With Honda Selectable Torque Control (HSTC), the system automatically adjusts engine power to optimise torque at the rear wheel, reducing rear-wheel slip. You get nine intervention levels to choose from according to your riding preference and it is possible to switch it off as well so it’s easier than ever to dial your bike in at the track.
It is now equipped with a larger instrument screen and higher resolution than previous CBR models. You can choose from a menu of screen setting options that display the information you want in a format you prefer, with items like Street, Circuit and Mechanic Mode, so that each mode can be used as riding situations may vary. You can also see engine temperature, riding modes, speedometer and tachometer, shifter setting, ABS level, gear position, remaining fuel and much more.
Most steering dampers only sense handlebar-deflection speed. The CBR600RR has HESD (Honda Electronic Steering Damper) with optimal damping force constantly maintained by the ECU, it’s a sophisticated system that detects vehicle speed and adjusts damping proportionally. That helps maintain low-speed manoeuvrability while providing excellent, predictable high-speed handling.
An optional quick shifter allows for smooth up-shifting/down-shifting of gears when riding on the track, allowing riders to more accurately trace the record line of the track and focus on the next corner. For day to day riding, you’ll love the ease of the quick shifter during heavy traffic or city rides.
Just like the new CBR1000RR-R Fireblade, the 2021 model CBR600RR is infused with the aerodynamic performance technology used in the RC213V. The frame that feeds back the racing technology has a twin tube structure made of hollow die-cast aluminium.
This structure ensures premium wind-resistant performance, agile handling and now, with the new addition of winglets, the CBR600RR is the ultimate track-master. The optimal positioning, shape, and installation angle of the winglets are designed to work with the agile handling characteristics of the bike.

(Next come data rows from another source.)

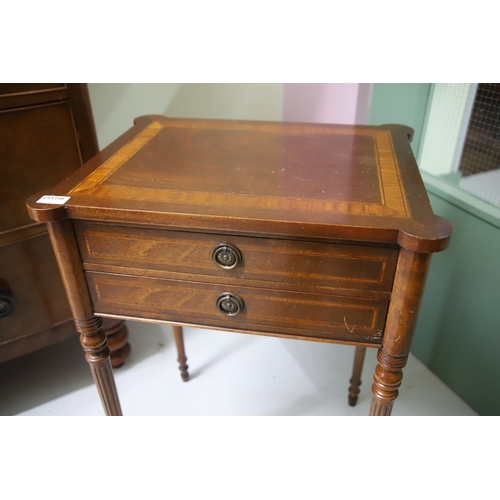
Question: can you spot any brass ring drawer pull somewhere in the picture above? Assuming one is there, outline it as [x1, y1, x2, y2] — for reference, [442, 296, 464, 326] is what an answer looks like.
[0, 287, 16, 318]
[216, 292, 244, 316]
[211, 243, 242, 270]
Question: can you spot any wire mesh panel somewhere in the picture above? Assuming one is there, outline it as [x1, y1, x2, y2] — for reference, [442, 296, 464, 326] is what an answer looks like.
[419, 83, 500, 206]
[419, 84, 475, 176]
[457, 84, 500, 205]
[460, 84, 500, 176]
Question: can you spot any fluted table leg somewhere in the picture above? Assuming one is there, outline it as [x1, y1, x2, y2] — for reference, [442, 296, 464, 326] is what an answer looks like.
[369, 248, 432, 416]
[76, 316, 122, 416]
[47, 220, 123, 416]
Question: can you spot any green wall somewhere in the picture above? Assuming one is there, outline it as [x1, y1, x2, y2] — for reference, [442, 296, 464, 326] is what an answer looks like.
[368, 83, 431, 155]
[88, 84, 283, 150]
[369, 83, 500, 415]
[412, 182, 500, 415]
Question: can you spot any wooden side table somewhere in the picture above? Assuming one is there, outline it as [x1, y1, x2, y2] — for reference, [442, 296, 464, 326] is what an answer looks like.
[27, 116, 452, 416]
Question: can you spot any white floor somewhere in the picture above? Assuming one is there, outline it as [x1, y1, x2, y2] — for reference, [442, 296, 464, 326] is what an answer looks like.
[0, 321, 477, 416]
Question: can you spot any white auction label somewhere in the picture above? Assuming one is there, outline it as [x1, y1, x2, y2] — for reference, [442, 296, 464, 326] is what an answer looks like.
[36, 195, 71, 204]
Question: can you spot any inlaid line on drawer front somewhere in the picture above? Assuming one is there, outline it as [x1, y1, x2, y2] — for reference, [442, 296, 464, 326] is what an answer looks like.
[86, 272, 388, 343]
[75, 223, 398, 292]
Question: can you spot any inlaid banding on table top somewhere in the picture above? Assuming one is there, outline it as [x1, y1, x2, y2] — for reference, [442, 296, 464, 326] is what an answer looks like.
[67, 120, 411, 219]
[75, 224, 398, 289]
[73, 186, 407, 219]
[374, 129, 411, 218]
[69, 121, 164, 195]
[87, 273, 387, 335]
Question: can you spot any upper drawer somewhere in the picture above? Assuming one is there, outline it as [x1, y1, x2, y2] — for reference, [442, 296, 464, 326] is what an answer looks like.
[75, 223, 398, 294]
[0, 84, 68, 110]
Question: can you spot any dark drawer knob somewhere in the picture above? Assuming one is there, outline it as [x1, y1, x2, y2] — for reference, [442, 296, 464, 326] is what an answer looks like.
[212, 243, 242, 270]
[0, 288, 16, 318]
[216, 293, 244, 316]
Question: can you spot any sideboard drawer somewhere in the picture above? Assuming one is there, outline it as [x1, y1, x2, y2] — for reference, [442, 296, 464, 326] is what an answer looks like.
[0, 84, 68, 110]
[86, 271, 387, 345]
[0, 234, 71, 349]
[76, 223, 398, 293]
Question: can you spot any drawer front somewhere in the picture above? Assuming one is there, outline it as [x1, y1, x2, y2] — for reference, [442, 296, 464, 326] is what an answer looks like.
[87, 272, 387, 345]
[0, 102, 83, 232]
[0, 84, 68, 110]
[0, 83, 65, 97]
[76, 224, 398, 293]
[0, 234, 72, 345]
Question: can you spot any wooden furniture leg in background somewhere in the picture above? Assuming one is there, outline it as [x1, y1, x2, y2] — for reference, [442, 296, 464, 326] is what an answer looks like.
[47, 219, 122, 415]
[370, 249, 432, 416]
[172, 325, 189, 382]
[348, 346, 366, 406]
[103, 318, 131, 368]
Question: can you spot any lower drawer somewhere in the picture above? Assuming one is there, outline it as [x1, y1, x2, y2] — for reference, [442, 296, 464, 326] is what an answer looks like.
[86, 272, 387, 345]
[0, 233, 72, 347]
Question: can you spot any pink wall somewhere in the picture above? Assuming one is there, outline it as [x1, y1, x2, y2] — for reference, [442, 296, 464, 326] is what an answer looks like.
[283, 83, 372, 125]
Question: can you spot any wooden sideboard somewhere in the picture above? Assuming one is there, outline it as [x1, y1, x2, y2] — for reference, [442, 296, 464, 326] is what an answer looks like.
[27, 115, 452, 415]
[0, 84, 130, 367]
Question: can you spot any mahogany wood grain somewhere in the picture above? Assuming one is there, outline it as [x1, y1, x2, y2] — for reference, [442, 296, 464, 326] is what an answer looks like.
[86, 271, 389, 345]
[27, 115, 453, 416]
[28, 116, 452, 252]
[75, 223, 398, 294]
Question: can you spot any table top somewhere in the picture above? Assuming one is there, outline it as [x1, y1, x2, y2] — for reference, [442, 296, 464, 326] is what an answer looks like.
[27, 115, 452, 252]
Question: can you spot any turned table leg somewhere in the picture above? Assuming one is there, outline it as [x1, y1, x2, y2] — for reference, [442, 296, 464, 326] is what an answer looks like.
[370, 349, 408, 416]
[77, 316, 122, 415]
[348, 346, 366, 406]
[172, 325, 189, 382]
[47, 220, 122, 416]
[369, 248, 432, 416]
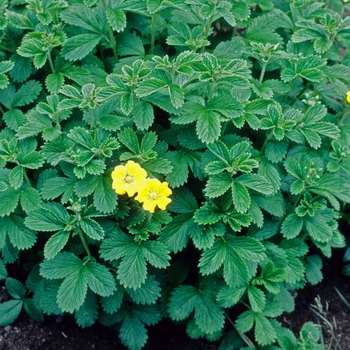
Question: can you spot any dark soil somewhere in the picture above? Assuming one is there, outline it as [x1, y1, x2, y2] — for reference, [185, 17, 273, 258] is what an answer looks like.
[0, 252, 349, 350]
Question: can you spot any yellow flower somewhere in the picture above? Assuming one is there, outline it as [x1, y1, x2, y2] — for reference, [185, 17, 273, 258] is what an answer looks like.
[347, 91, 350, 104]
[135, 178, 172, 213]
[111, 160, 147, 197]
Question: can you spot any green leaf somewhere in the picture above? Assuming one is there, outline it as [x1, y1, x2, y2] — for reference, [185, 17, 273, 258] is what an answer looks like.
[6, 215, 37, 250]
[40, 252, 83, 280]
[237, 174, 274, 195]
[136, 79, 168, 97]
[118, 245, 147, 290]
[106, 8, 126, 32]
[44, 230, 70, 260]
[45, 73, 64, 94]
[57, 267, 88, 313]
[3, 109, 25, 130]
[141, 241, 170, 269]
[20, 187, 41, 212]
[0, 187, 21, 216]
[247, 285, 266, 313]
[165, 151, 190, 188]
[304, 255, 323, 285]
[159, 214, 194, 253]
[80, 217, 104, 241]
[0, 300, 23, 326]
[0, 259, 7, 280]
[25, 204, 66, 232]
[101, 289, 123, 314]
[20, 152, 45, 169]
[119, 312, 148, 350]
[196, 109, 221, 144]
[205, 173, 233, 198]
[6, 277, 26, 299]
[254, 314, 277, 346]
[281, 213, 303, 239]
[235, 310, 255, 333]
[217, 285, 246, 308]
[61, 33, 102, 61]
[23, 298, 44, 322]
[41, 176, 76, 200]
[126, 275, 161, 305]
[305, 216, 332, 243]
[12, 80, 42, 108]
[118, 128, 139, 154]
[232, 181, 250, 213]
[85, 261, 116, 297]
[132, 101, 154, 130]
[168, 285, 198, 321]
[9, 166, 23, 189]
[75, 290, 98, 328]
[168, 84, 184, 109]
[93, 176, 118, 214]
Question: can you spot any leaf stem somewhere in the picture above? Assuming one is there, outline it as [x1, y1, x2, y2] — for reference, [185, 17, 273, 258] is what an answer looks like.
[0, 104, 5, 116]
[47, 48, 55, 74]
[89, 108, 95, 128]
[23, 168, 33, 188]
[260, 130, 274, 154]
[258, 62, 267, 86]
[150, 13, 157, 55]
[101, 0, 118, 62]
[201, 14, 214, 53]
[76, 223, 92, 260]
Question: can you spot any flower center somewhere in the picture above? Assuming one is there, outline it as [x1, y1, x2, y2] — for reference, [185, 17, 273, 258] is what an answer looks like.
[149, 191, 158, 200]
[125, 175, 134, 184]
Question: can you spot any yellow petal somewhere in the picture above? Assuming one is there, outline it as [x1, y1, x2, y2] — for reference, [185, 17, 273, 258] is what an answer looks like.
[112, 179, 127, 194]
[347, 91, 350, 104]
[145, 178, 161, 191]
[156, 197, 172, 210]
[135, 187, 150, 202]
[157, 182, 172, 197]
[125, 183, 140, 197]
[111, 166, 126, 180]
[125, 160, 142, 175]
[142, 199, 157, 213]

When entering a corner, the downforce generated by the winglet maintains the load on the front tyres as the rider leans the bike into a corner while releasing the front brake. This ensures the CBR600RR’s stability and achieves high cornering performance.
The CBR600RR’s ABS is comprised of the Nissin-made, small-size and lightweight ABS modulator, controlled by the IMU. Designed to enhance brake handling stability not only while riding straight but also when cornering. The ECU inside the ABS modulator detects and calculates vehicle attitude by getting a signal from the IMU to control braking pressure according to riding conditions.
A selectable engine brake function has also been installed, which allows the rider to select brake strength when decelerating by fully closing the throttle. There are three levels of strength to choose from, with one being the strongest and three being the weakest. Riders can set it to any level according to their preference.
The 41mm inverted telescopic front suspension of the new CBR600RR offers excellent rigidity balance and the Big Piston Front Fork made by Showa has been adopted for the new model as well. The protruding length of the front fork has been extended by 15mm.
The CBR600RR’s swing-arm is lighter by 150 grams compared to the previous model by optimising its internal structure and the rigidity balance has been re-examined and the thickness of each part has been modified. Reduction of the unsprung mass has enhanced riding performance as well. Its total curb weight arrives at 194 kilograms.